Department of Infectious Diseases, Molecular Virology, University of Heidelberg, Heidelberg, Germany.
HCI/IWR, Heidelberg University, Heidelberg, Germany.
J Virol. 2021 Jan 28;95(4). doi: 10.1128/JVI.01715-20.
Positive-strand RNA viruses have been the etiological agents in several major disease outbreaks over the last few decades. Examples of this include flaviviruses, such as dengue virus and Zika virus, which cause millions of yearly infections around the globe, and coronaviruses, such as SARS-CoV-2, the source of the current pandemic. The severity of outbreaks caused by these viruses stresses the importance of research aimed at determining methods to limit virus spread and to curb disease severity. Such studies require molecular tools to decipher virus-host interactions and to develop effective treatments. Here, we describe the generation and characterization of a reporter system that can be used to visualize and identify cells infected with dengue virus or SARS-CoV-2. This system is based on viral protease activity that mediates cleavage and nuclear translocation of an engineered fluorescent protein stably expressed in cells. We show the suitability of this system for live cell imaging, for visualization of single infected cells, and for screening and testing of antiviral compounds. With the integrated modular building blocks, this system is easy to manipulate and can be adapted to any virus encoding a protease, thus offering a high degree of flexibility. Reporter systems are useful tools for fast and quantitative visualization of virus-infected cells within a host cell population. Here, we describe a reporter system that takes advantage of virus-encoded proteases expressed in infected cells to cleave an ER-anchored fluorescent protein fused to a nuclear localization sequence. Upon cleavage, the GFP moiety translocates to the nucleus, allowing for rapid detection of the infected cells. Using this system, we demonstrate reliable reporting activity for two major human pathogens from the and the families: dengue virus and SARS-CoV-2. We apply this reporter system to live cell imaging and use it for proof-of-concept to validate antiviral activity of a nucleoside analogue. This reporter system is not only an invaluable tool for the characterization of viral replication, but also for the discovery and development of antivirals that are urgently needed to halt the spread of these viruses.

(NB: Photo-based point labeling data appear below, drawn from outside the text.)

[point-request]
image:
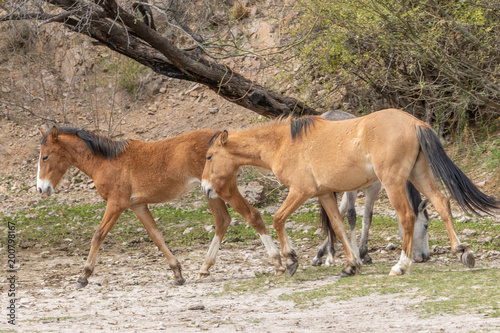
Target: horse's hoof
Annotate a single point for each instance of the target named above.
(279, 271)
(316, 262)
(468, 259)
(367, 260)
(202, 275)
(348, 271)
(292, 268)
(81, 283)
(179, 282)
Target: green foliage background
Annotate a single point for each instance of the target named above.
(436, 59)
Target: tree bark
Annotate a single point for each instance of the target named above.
(121, 31)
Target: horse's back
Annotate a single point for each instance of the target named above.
(161, 170)
(359, 147)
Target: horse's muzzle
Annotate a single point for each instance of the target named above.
(44, 187)
(208, 190)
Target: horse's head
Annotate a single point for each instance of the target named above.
(421, 251)
(52, 164)
(219, 169)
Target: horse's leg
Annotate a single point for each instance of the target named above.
(353, 263)
(423, 179)
(253, 217)
(351, 217)
(396, 191)
(111, 215)
(328, 245)
(292, 202)
(144, 215)
(317, 260)
(222, 220)
(370, 197)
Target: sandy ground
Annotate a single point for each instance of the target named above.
(132, 291)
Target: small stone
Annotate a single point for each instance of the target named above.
(391, 247)
(487, 240)
(469, 232)
(187, 231)
(197, 307)
(318, 231)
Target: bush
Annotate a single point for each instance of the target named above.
(435, 59)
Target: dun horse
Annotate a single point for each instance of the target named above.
(314, 156)
(420, 239)
(133, 173)
(421, 252)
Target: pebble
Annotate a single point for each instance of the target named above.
(198, 306)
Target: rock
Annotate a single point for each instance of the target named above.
(469, 232)
(187, 231)
(198, 306)
(253, 193)
(486, 240)
(270, 210)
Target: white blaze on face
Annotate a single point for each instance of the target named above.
(208, 189)
(43, 186)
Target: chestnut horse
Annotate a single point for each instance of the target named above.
(314, 156)
(133, 173)
(421, 251)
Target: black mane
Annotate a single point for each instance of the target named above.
(300, 126)
(96, 144)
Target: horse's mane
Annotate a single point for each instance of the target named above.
(98, 145)
(300, 126)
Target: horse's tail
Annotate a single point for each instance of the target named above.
(415, 199)
(327, 225)
(461, 188)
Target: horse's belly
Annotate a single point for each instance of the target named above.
(164, 191)
(344, 179)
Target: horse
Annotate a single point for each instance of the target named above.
(130, 174)
(421, 251)
(313, 156)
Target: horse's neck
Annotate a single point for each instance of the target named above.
(82, 158)
(255, 146)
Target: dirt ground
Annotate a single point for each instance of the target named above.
(132, 292)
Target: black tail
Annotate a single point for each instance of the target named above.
(461, 188)
(327, 225)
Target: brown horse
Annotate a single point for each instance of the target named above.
(315, 156)
(133, 173)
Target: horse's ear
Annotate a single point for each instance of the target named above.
(422, 205)
(223, 137)
(54, 133)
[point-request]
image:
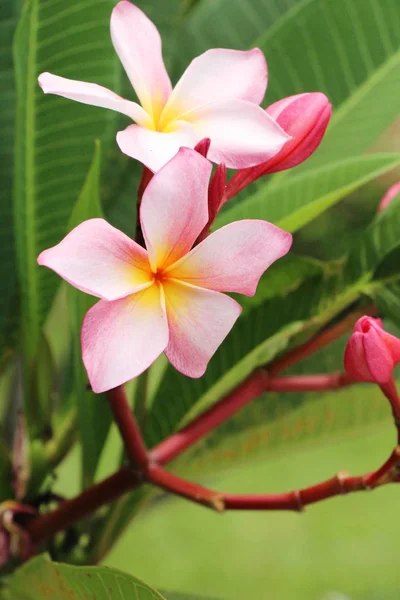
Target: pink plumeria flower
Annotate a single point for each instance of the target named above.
(217, 97)
(371, 353)
(166, 297)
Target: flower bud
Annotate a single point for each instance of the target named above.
(371, 353)
(305, 118)
(389, 196)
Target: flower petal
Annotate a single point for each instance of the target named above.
(242, 134)
(174, 207)
(216, 75)
(100, 260)
(155, 148)
(138, 45)
(121, 339)
(233, 258)
(378, 356)
(199, 320)
(93, 94)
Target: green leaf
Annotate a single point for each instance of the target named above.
(94, 415)
(294, 202)
(41, 579)
(54, 136)
(348, 49)
(6, 491)
(9, 13)
(42, 389)
(176, 596)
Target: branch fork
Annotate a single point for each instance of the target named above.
(147, 466)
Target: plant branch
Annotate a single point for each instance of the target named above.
(173, 446)
(127, 425)
(186, 489)
(58, 447)
(90, 500)
(256, 384)
(310, 383)
(390, 391)
(319, 341)
(149, 464)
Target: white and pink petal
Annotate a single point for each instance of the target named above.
(233, 258)
(121, 339)
(99, 260)
(218, 75)
(242, 134)
(93, 94)
(174, 207)
(155, 148)
(138, 45)
(199, 320)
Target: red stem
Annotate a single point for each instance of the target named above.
(318, 342)
(309, 383)
(390, 391)
(91, 499)
(256, 384)
(259, 381)
(252, 387)
(186, 489)
(128, 427)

正链 RNA 病毒在过去几十年中的几次重大疾病爆发中是病原体。例如,黄病毒,如登革热病毒和寨卡病毒,每年在全球范围内导致数百万人感染;冠状病毒,如 SARS-CoV-2,是当前大流行的源头。这些病毒引起的疫情的严重程度强调了研究的重要性,旨在确定限制病毒传播和遏制疾病严重程度的方法。这些研究需要分子工具来破译病毒-宿主相互作用并开发有效的治疗方法。在这里,我们描述了一种报告系统的生成和表征,该系统可用于可视化和鉴定感染登革热病毒或 SARS-CoV-2 的细胞。该系统基于病毒蛋白酶活性,介导稳定表达在细胞中的工程荧光蛋白的切割和核易位。我们展示了该系统用于活细胞成像、单个感染细胞的可视化以及抗病毒化合物的筛选和测试的适用性。通过集成的模块化构建块,该系统易于操作并且可以适应任何编码蛋白酶的病毒,因此具有高度的灵活性。报告系统是在宿主细胞群体中快速定量可视化病毒感染细胞的有用工具。在这里,我们描述了一种报告系统,该系统利用感染细胞中表达的病毒编码蛋白酶来切割融合到核定位序列的 ER 锚定荧光蛋白。切割后,GFP 部分易位到细胞核,从而可以快速检测感染的细胞。使用该系统,我们证明了两种主要的人类病原体( 和 科)的可靠报告活性:登革热病毒和 SARS-CoV-2。我们将该报告系统应用于活细胞成像,并将其用于验证核苷类似物抗病毒活性的概念验证。该报告系统不仅是表征病毒复制的宝贵工具,也是发现和开发急需的抗病毒药物的工具,以阻止这些病毒的传播。